Ooit afgevraagd wat - en hoeveel - dierentuindieren eten? Hier is een voorproefje van wat de 2.500 dieren in de Brookfield Zoo in Chicago eten.
"We snijden wekelijks 400 kilo wortelen en zoete aardappelen," zegt Jennifer Watts, Ph.D., directeur voeding in de dierentuin. "En we maken 140 kilo fruitsalade."
In de loop van een jaar koopt de dierentuin 85.000 pond vleesproducten en ongeveer $ 150.000 aan complete prooidieren zoals muizen, ratten, krekels en meelwormen.

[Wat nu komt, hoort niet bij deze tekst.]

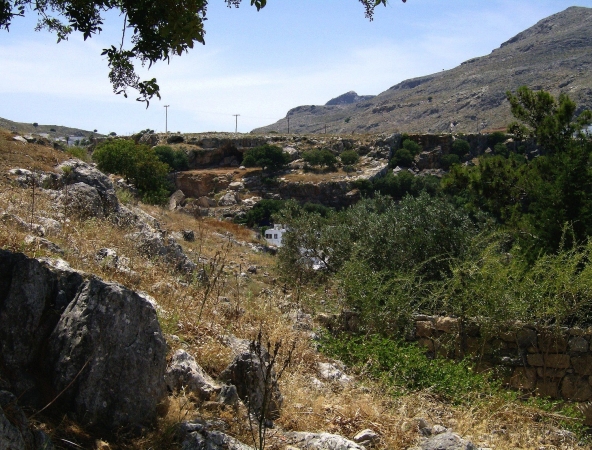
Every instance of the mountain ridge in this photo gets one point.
(555, 54)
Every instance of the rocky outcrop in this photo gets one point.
(184, 372)
(200, 436)
(97, 344)
(321, 441)
(15, 432)
(255, 384)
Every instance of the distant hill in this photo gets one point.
(58, 130)
(554, 55)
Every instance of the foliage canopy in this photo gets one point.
(159, 30)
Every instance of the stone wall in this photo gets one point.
(552, 362)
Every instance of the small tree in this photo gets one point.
(460, 147)
(349, 157)
(320, 158)
(268, 157)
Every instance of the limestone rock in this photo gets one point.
(184, 371)
(229, 199)
(330, 372)
(43, 243)
(15, 433)
(108, 348)
(176, 199)
(366, 438)
(33, 295)
(321, 441)
(446, 441)
(198, 436)
(247, 373)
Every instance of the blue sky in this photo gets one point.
(256, 64)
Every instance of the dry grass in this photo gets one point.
(200, 318)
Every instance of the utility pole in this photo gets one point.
(166, 119)
(236, 122)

En als dat moeilijk te beschrijven is, wat denk je ervan: Watts bestelt eens per jaar vis, meestal lodde en haring. "Toen ik de capelin dit jaar bestelde, bestelde ik 120.000 pond," zegt ze, "wat drie semi-vrachtwagens vol met vis was."
Maar het werk van Watts omvat veel meer dan alleen het schrijven van 's werelds grootste boodschappenlijstje.
Goede voeding = goede gezondheid
Watts was oorspronkelijk een van de weinige full-time dierentuin-voedingsdeskundigen in het land en was oorspronkelijk van plan dierenarts te worden, maar eindigde in een carrière die net zo belangrijk is voor de gezondheid en het welzijn van de dieren. "Iedereen weet het: je bent wat je eet," zegt ze. "Je hebt goede voeding nodig om een goede gezondheid te hebben."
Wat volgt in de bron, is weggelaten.